In our device, twisted nematic structures are formed through the superposition of electric field vectors. Furthermore, a beat structure is formed with increasing twist angles from the center to both ends in opposite directions. These twisted nematic patterns can be tuned and reconfigured. As shown in Fig. 6, we observed a twisting moment from one end of the device to the other end, indicating that we can control and change the chirality in space and time. Additionally, we observed distortions in the twist due to the presence of defects. Figure 6a and c show the twisting of liquid crystal molecules at 2.45 ms and 4.5 ms, respectively. Changes in applied voltages result in changes in torques due to the superposition of electric fields, leading to different patterns of twist movements. The twist angles are observed to change in space and time, depending on the applied field in both the XY plane directions. The change in twist angle with space and time is also observed along the Y-direction, as shown in Fig. 6b and d.

Figure 6
figure 6

Dynamics of liquid crystal molecules in twisted nematic phase in space and time are shown in the following figures: (a) Twisting dynamics in XY plane at t = 2.45 ms, showing twisting in Y-direction. (b) Twisting dynamics in XZ plane at t = 2.45 ms, showing twist angle variation in X-direction. (c) Twisting dynamics in XY plane at t = 3 ms, showing twisting in Y-direction. (d) Twisting dynamics in XZ plane at t = 3 ms, showing twist angle variation in X-direction.

Full size image

Changing patterns of optical birefringence

By controlling the director position, specifically the Euler angle and azimuthal angle of the liquid crystal orientation, using the superposition of electric fields, we can manipulate the anisotropic properties of liquid crystals in space and time. This allows us to create small domains with variable properties within a single domain by simply manipulating the applied voltages. In our study, we evaluated the changes in optical birefringence in the X, Y, and Z directions using local director fields. In the X and Y directions, the properties of the liquid crystals should be complementary to each other, as the voltage applied in the XY plane locally alters the major and minor axes of the liquid crystal molecules. However, in the Z direction, significant changes in the properties of the liquid crystals are not expected, as the patterns created have a thickness equal to that of the liquid crystal device. We calculated the optical birefringence of the liquid crystals using the director orientation of the liquid crystal molecules after electro-hydrodynamics computation (Fig. 7). The refractive indices in both the perpendicular and parallel directions were calculated for a wavelength of 632.8 nm, at different times and spatial locations.
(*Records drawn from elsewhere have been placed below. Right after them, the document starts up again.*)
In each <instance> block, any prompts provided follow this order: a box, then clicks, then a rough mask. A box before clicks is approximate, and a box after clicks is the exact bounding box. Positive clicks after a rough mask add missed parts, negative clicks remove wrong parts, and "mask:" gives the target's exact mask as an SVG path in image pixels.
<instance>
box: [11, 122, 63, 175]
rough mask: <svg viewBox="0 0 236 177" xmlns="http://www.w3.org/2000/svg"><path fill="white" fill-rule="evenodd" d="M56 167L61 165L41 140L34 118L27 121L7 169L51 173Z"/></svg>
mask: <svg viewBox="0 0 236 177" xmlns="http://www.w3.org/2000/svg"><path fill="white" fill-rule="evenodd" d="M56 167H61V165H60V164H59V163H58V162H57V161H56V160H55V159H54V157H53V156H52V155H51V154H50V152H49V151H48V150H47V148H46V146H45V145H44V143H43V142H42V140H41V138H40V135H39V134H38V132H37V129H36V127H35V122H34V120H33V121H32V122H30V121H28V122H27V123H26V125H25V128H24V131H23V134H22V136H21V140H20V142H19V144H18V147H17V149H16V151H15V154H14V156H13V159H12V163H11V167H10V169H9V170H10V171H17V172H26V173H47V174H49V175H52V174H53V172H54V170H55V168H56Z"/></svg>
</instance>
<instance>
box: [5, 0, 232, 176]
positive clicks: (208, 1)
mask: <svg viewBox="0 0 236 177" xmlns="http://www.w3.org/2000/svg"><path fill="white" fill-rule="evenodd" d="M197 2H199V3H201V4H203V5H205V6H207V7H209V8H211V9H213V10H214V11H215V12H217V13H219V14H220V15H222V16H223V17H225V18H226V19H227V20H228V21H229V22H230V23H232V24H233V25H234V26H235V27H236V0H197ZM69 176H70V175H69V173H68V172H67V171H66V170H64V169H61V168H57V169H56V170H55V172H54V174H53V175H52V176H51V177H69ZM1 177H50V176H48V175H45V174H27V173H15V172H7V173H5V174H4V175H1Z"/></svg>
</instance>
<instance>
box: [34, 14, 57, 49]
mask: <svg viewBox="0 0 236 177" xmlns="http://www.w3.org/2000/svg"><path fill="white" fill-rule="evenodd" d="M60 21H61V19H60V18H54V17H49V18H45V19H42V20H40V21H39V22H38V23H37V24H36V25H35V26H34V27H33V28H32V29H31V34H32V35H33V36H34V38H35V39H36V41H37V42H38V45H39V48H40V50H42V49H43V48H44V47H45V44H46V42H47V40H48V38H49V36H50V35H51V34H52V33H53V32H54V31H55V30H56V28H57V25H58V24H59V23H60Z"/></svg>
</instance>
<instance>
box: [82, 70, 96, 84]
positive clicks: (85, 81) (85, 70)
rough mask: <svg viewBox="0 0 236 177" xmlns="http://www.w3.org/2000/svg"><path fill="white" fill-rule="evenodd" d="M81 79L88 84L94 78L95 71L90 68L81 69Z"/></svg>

In the XY plane, the equivalent refractive index in the Y direction is complementary to the refractive index of the liquid crystals in the X direction.

Figure 7
figure 7

We derived patterns of optical birefringence using the director field patterns. (a,b) The dynamics of liquid crystal molecules create inverse Z and Z patterns of optical birefringence in time and space at 2.45 ms and 3 ms, respectively (cross-section in XY plane at Z = 0). (d,e) The dynamics of liquid crystal molecules create X patterns of optical birefringence orthogonal to each other in time and space at 6.65 ms and 7.8 ms, respectively (cross-section in XY plane at Z = 0). (c) The dynamics of liquid crystal molecules create rectangular patterns of optical birefringence in time and space at 5 ms. (f) Gradient of refractive index in the X direction is created due to twist angle variation along the Y direction in time and space at 5 ms (cross-section in XZ plane at Y = 0).

Full size image

The three-dimensional changes in the refractive indices are shown in Fig. 7a–f. The birefringence patterns created here replicate the director configuration patterns. Specifically, the birefringence patterns in Fig. 7a–e imitate the director field patterns from Fig. 5a–e in the XY plane. In the YZ plane, a gradient is created due to the twisting of liquid crystal molecules along the Y-axis. The variation of refractive indices in the Y-direction is a result of the twist movement of the liquid crystal molecules, as shown in Fig. 7f. This gradient structure can be changed in space and time.

Conclusion

In this study, a new electric field vectors superposition technique was proposed to manipulate the orientation of liquid crystal molecules in space and time without the need for an alignment layer. Governing electro-hydrodynamics equations using auxiliary variables were proposed to simulate this concept. The simulations demonstrated three-dimensional control over splay, bend, and twist deformations in the liquid crystal domain using driving voltage and bias voltage, as revealed by the Q-tensor electro-hydrodynamic study. Results from the four-electrode simulations showed the potential application of this simulation program in modeling more complex and previously unseen three-dimensional and multi-electrode liquid crystal systems. The study also showed that replacing the alignment layer with bias voltage significantly improved the control over the liquid crystal director orientation through the superposition of electric field vectors. Furthermore, the three-dimensional four-electrode liquid crystal model demonstrated its ability to control birefringence patterns in space and time. The birefringence pattern in three-dimensional space was shown to be a result of bending and splaying in one plane and twisting in the third dimension, which changed dynamically with time and space. This demonstrated the programming of the liquid crystal directors to create different birefringence patterns dynamically. This new concept has the potential to improve the design of current liquid crystal devices and advance new applications in electro-optic, acoustic, and mechanical systems. It opens up possibilities for enhanced control and manipulation of liquid crystals in various technological applications.